Buenos Aires has 4 seasons. Spring is the best, because of the lovely weather. Terraces open up and people are excited to go out again. In summer, the city is just too hot and many porteños move to the beach for the holidays.
However in autumn, it rains a lot and don’t be surprised if some parts of the city turn into a big river. In contrary to what most people think, winter in Buenos Aires can be very cold and hats and gloves are important items to have. Living in Buenos Aires is exciting, just be ready to negotiate about every single service that comes with your apartment, especially when you are a foreigner.
7. Medellín, Colombia
Recommended by: Dan of Layer Culture
Cost of living index: 31
Medellín is one of the best expat cites in South America for many reasons. Not only is it located within a beautiful valley, but it has been named the city of the eternal spring so you can expect a spring-like climate of around 26 degree Celsius during the day time all year round.
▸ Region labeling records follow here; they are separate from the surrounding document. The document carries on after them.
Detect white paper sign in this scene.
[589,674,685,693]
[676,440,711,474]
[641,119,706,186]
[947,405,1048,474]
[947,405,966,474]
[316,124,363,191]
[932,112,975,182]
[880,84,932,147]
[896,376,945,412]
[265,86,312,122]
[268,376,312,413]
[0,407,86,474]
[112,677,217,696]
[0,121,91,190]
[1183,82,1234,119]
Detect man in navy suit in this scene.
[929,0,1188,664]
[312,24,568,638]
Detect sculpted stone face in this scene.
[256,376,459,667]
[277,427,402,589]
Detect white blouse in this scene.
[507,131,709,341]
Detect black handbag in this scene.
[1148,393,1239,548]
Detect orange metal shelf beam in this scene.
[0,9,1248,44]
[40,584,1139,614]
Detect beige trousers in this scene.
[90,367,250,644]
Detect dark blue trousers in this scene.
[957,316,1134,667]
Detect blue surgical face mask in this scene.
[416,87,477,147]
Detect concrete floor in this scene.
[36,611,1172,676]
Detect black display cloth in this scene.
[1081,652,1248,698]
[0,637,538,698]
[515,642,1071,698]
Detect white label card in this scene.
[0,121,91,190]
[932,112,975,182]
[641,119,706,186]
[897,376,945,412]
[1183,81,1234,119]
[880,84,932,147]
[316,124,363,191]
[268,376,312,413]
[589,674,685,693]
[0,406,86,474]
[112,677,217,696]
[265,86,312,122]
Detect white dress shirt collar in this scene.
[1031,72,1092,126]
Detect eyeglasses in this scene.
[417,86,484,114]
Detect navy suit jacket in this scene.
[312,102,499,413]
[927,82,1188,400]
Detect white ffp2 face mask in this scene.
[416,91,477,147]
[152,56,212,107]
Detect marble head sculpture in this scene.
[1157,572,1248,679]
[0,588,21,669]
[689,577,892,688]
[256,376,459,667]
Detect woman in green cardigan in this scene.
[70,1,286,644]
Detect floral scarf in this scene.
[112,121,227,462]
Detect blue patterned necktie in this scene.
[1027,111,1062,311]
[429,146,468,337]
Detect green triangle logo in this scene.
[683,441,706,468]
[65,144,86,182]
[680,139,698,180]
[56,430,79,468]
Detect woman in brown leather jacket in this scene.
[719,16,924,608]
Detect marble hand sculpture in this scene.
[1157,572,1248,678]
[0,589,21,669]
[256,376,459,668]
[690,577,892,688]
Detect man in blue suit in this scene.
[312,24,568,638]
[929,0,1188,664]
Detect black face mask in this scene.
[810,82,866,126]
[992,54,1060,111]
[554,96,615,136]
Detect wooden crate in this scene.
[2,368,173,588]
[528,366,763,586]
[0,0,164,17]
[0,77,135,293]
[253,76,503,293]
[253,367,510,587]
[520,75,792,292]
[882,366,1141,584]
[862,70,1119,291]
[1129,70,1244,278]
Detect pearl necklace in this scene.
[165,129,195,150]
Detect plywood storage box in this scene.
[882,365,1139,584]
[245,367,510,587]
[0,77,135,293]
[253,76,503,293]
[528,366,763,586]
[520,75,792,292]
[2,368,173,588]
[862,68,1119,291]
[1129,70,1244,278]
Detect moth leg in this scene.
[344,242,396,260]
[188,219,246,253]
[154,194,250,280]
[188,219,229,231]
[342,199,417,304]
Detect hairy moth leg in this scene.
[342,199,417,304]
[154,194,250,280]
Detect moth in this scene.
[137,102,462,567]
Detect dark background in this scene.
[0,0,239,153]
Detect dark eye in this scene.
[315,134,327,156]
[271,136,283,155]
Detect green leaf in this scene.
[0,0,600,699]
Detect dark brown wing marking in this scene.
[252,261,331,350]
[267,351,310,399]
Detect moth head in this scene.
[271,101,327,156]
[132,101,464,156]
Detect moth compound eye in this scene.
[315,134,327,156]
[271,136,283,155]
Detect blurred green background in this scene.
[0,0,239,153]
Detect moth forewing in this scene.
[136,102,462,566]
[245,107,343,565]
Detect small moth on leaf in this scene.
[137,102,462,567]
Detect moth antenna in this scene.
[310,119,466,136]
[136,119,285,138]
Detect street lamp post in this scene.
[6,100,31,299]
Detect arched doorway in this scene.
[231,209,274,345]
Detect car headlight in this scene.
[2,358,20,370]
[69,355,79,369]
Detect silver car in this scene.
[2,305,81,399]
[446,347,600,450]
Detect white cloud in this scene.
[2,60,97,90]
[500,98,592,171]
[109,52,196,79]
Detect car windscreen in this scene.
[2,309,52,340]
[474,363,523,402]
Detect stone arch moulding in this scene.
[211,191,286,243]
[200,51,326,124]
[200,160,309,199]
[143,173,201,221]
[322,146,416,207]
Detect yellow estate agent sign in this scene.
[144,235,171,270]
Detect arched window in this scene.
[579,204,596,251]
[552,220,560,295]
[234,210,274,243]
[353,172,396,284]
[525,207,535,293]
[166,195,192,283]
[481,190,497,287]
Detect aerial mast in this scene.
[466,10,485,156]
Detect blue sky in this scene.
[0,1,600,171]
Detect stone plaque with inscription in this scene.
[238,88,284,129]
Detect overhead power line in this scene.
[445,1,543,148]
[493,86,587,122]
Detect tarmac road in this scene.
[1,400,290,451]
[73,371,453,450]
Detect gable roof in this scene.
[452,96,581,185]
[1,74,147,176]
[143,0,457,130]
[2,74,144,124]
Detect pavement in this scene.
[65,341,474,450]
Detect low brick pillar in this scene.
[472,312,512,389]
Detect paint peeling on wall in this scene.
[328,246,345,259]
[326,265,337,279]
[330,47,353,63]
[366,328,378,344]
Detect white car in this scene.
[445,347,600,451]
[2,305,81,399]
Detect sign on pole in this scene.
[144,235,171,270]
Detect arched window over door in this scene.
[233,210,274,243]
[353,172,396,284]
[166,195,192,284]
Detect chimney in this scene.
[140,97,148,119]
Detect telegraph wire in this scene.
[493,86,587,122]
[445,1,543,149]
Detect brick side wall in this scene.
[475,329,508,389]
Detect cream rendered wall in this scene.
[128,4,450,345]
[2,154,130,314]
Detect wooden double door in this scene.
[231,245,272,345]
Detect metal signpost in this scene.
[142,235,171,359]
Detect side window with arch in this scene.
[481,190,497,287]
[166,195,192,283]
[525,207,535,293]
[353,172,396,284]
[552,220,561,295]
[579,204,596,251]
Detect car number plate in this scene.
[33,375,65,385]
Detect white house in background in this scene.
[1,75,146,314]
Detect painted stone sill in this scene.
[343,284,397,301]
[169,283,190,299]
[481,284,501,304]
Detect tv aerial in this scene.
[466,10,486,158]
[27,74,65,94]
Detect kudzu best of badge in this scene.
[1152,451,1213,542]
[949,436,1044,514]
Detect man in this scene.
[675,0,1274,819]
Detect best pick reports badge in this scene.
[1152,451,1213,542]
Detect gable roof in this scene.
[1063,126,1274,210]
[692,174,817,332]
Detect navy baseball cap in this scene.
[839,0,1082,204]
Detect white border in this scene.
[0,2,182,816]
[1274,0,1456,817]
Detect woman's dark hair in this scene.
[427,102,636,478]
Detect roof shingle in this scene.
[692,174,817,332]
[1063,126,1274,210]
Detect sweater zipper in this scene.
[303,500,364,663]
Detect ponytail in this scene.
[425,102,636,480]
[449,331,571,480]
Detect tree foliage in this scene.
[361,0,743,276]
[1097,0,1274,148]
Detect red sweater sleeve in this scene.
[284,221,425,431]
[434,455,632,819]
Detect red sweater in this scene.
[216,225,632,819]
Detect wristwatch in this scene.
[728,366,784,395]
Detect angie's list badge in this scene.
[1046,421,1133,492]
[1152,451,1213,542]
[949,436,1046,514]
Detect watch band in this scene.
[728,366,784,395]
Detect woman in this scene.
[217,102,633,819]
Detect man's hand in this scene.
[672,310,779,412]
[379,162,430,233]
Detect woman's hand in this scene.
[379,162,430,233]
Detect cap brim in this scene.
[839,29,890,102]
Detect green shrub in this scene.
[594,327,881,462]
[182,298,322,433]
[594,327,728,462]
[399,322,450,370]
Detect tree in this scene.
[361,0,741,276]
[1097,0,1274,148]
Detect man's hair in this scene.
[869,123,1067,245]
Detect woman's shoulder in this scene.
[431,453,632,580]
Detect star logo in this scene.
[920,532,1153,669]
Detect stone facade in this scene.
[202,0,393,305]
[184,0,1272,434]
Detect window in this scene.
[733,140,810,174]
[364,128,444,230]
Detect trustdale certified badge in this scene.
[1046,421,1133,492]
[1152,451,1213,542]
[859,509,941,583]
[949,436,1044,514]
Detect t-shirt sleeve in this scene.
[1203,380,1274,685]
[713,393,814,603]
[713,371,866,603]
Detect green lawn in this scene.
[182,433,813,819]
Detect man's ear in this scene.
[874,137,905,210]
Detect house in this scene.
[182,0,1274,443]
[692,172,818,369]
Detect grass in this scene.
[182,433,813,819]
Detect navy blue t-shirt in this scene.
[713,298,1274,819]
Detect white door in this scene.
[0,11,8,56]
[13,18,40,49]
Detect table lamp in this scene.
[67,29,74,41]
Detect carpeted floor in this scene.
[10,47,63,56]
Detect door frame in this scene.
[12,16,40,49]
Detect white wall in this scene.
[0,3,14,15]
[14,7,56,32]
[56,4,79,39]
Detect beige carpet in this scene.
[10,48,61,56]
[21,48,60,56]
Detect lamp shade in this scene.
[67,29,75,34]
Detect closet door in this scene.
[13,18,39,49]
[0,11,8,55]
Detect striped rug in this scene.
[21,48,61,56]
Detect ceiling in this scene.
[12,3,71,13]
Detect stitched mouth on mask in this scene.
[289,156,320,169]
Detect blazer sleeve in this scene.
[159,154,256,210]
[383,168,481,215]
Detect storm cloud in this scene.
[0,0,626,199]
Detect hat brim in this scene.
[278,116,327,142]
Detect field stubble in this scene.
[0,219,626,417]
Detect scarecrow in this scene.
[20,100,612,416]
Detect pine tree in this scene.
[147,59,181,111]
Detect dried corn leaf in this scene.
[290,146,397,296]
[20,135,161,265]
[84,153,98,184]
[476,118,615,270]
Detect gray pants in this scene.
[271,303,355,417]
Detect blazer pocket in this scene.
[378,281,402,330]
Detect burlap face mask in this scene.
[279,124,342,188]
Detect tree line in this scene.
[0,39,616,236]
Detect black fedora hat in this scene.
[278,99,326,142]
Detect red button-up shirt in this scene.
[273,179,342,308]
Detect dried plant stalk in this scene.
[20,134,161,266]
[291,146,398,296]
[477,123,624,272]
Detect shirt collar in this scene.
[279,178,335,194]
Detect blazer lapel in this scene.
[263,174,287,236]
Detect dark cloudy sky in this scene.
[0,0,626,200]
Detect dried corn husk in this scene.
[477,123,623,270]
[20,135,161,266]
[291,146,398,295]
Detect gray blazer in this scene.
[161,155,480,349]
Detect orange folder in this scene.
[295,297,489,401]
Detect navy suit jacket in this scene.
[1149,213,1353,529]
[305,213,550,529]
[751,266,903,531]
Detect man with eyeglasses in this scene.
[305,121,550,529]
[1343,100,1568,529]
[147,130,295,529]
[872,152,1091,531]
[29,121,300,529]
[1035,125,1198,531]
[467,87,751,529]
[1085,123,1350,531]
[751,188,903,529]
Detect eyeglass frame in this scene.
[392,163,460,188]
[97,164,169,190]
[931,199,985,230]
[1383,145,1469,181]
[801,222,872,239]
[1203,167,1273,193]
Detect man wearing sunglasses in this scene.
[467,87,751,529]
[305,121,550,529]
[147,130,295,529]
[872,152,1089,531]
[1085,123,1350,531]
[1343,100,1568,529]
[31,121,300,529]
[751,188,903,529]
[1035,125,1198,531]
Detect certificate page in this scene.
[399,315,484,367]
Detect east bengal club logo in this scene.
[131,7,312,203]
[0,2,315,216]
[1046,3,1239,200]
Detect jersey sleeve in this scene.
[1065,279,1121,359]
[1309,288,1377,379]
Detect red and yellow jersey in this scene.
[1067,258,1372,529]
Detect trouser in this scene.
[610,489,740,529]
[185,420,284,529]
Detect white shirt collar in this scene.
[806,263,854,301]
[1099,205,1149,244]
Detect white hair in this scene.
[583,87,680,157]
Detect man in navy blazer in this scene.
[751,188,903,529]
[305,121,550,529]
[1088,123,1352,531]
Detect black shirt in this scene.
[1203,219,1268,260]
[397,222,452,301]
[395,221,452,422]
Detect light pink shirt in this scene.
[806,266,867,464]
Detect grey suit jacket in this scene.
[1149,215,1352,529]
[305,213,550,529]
The city is well connected with all the surrounding towns and cities so if you want to escape the city for a weekend getaway to the Colombian Caribbean or to one of the towns in the coffee zone, Medellín makes it easy. Traffic can be diabolical but for travel within the city limits, you can use the metro which runs one line from the north to the south.
One place popular with many expats in Medellín is El Poblado because there you can find some of the best things to do in Medellín when it comes to nightlife and other leisure activities. Other popular neighborhoods for expats include Patio Bonito and Laureles which both offer luxury accommodation options to suits a wide range of budgets.
I have lived over in Envigado which is technically another city but is still located within reach of the Metro system. Not only is the warm weather and culture a great reason to live in Medellín but the growing expat community, the access to a high standard of life, and the opportunity to connect with like-minded people make it all worth the while.
8. Bogotá, Colombia
Recommended by: Venaugh
Cost of living index: 33
Related: Apps for Bogota and Colombia
Having lived in Bogotá for 3 years, I would absolutely recommend it as a place to travel, and even live. The cost of living makes it extremely affordable if you are earning more than the average salary of 2 million pesos a month. The “million” makes it sound like a lot but it’s only US$550.
The traffic in Bogotá is one of the worst characteristics to me. The congestion is so bad that there are rules as to what days you can drive your car so to me it didn’t even make sense to have a car. Generally, I use buses or Uber to get around. The weather is pretty consistent throughout the year, about 17 degrees Celsius during the day, getting down to about 8 degrees Celsius at night.
The only difference is the amount of rain which is the most in April and October. My biggest piece of advice for living there would be to be extra careful with your phone (and extended to belongings). Do not have your phone in plain sight in public where someone can easily swipe it from you, even in your pockets is risky as pick pocketing is pretty common. There are many ways to stay safe when travelling to a new city.